Sony specialities on the Xperia Z Ultra include Track ID, Sony's own, very capable, alternative to Shazam. And there's Music Unlimited and Video Unlimited, Sony's music and movie download or streaming stores.
Sony's take on Android is elegant and demure - none of the brash, colourful icons found on Huawei or LG phones, for instance - and it looks great. Similarly, the Rolodex type display for photos on your phone is fun to use and well executed.
Sony Xperia Z Ultra: Screen
This is a big display. It's full HD resolution, though obviously the pixel count per inch is lower than on the HTC One, which has the same resolution, but on a smaller piece of glass. Even so, the screen here looks good, not least thanks to input from the Sony TV division, which has provided knowhow.
It's rich and detailed with colours that are subtle and realistic rather than garish or over-saturated. And with a screen this size, chances are you're going to watch more than just YouTube clips, though The Lord of the Rings may still prove a challenge.
The sound on the Xperia Z Ultra is less impressive through the speaker, not least because it's waterproof, but more than good enough via headphones.
Sony Xperia Z Ultra: Camera
Sony's skill with cameras on phones is undeniable. The sensor here is 8MP resolution. Sony has put 13MP snappers in recent phones but this is still a decent camera with a neat interface and a sophisticated auto setting called Superior Auto. There's also Burst mode, picture effect and another Sony feature drawn from the company's regular cameras: Sweep Panorama.
But there's no flash on this camera - a surprising omission. True, flash ruins most shots anyway, but sometimes it can help a little. Sony says the camera works well in lower light situations and it largely does, but it's a shame there's no flash here.
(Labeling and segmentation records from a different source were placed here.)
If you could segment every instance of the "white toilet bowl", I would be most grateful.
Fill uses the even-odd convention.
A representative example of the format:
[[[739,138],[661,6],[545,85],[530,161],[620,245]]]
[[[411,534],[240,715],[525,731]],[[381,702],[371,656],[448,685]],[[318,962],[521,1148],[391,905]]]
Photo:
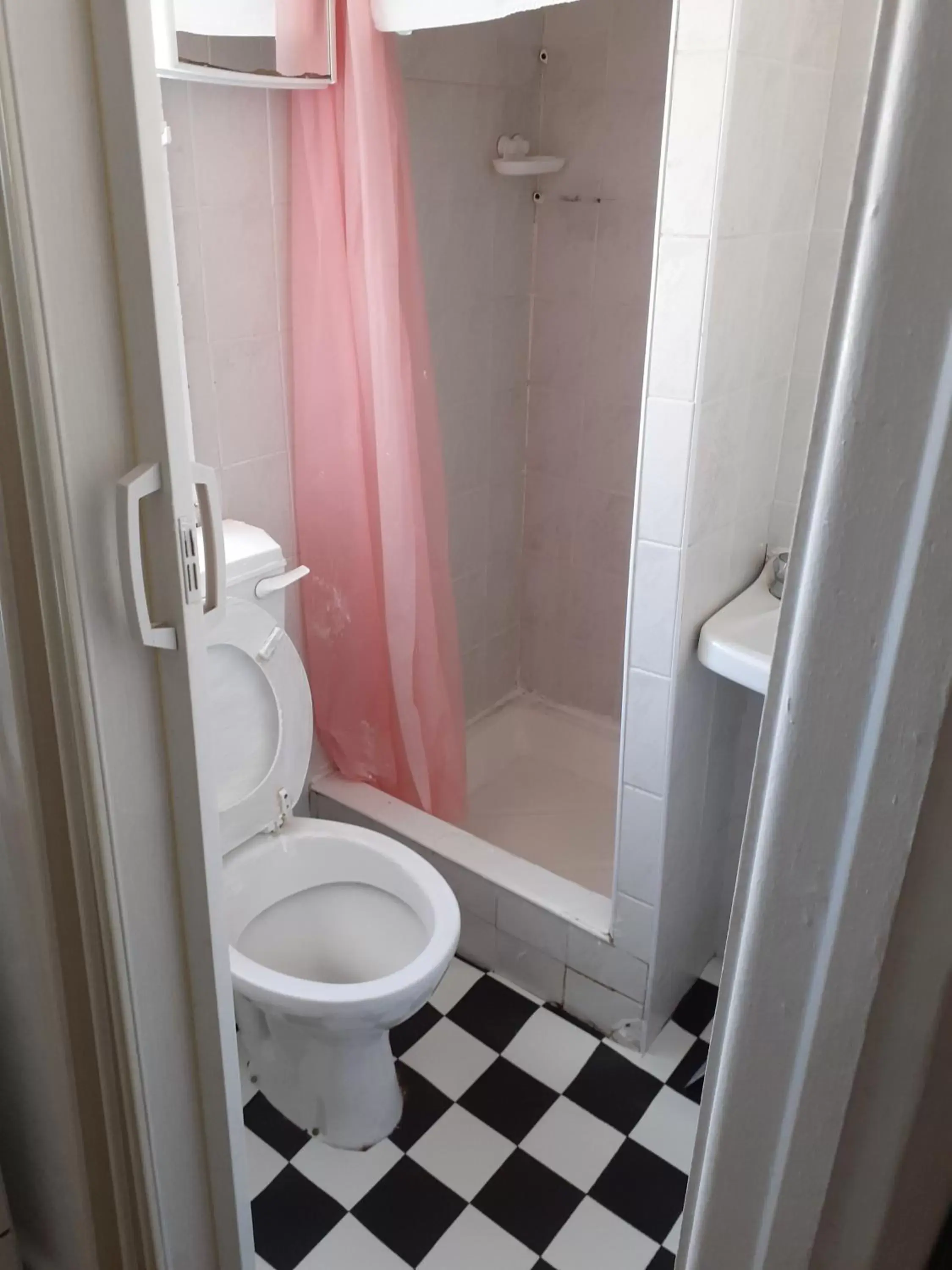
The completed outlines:
[[[331,1146],[400,1119],[388,1031],[424,1005],[459,939],[440,875],[382,833],[292,817],[311,757],[307,676],[263,530],[225,522],[228,605],[208,636],[225,919],[240,1040],[265,1097]],[[306,572],[306,570],[305,570]]]
[[[225,861],[231,978],[253,1077],[288,1119],[360,1148],[397,1124],[390,1029],[442,979],[459,908],[372,829],[288,820]]]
Sony Xperia Z Ultra: Performance
This is a fast phone. The quad-core processor and 2GB of RAM translate into dawdle-free use and - importantly for a phone this big - butter-smooth video playback. With phones increasingly well powered, such as the lightning-fast iPhone 5s, under-specced phones look poor. Thankfully, the Z Ultra is nippy.
Sony Xperia Z Ultra: Battery
A phone this big has room for a decent battery. It's a 3000mAh cell and it keeps it going happily for ages. The usual warning of daily recharges is worth noting, but this phone has stamina. Speaking of which, if you do spot it flagging there are Sony's special Battery Stamina settings to eke out extra life.
The elephant in the room with phones this size is how do they feel when you clamp them to your ear to make calls. This is the biggest phablet yet, so it's no surprise it doesn't make for comfortable usage. You almost feel your mouth is so far from the microphone you need to shout. And there's definitely a touch of the Dom Joly about it.
Sony Xperia Z Ultra: Verdict
It looks great, it feels good in the hand - but it may just be too impossibly big to make phone calls in comfort and without embarrassment. This is a highly capable phone with lots going for it from strong battery life to decent Sony apps, a gorgeous screen to excellent styling.
But you do need it to make phone calls, don't you? This is a phone that's worth trying in your hand(s) before you plump for it. If the size isn't a problem, this is a great phone - and the waterproof feature is a cool extra that makes great sense whether you're clumsy, eager to show off down the pub, or a mermaid.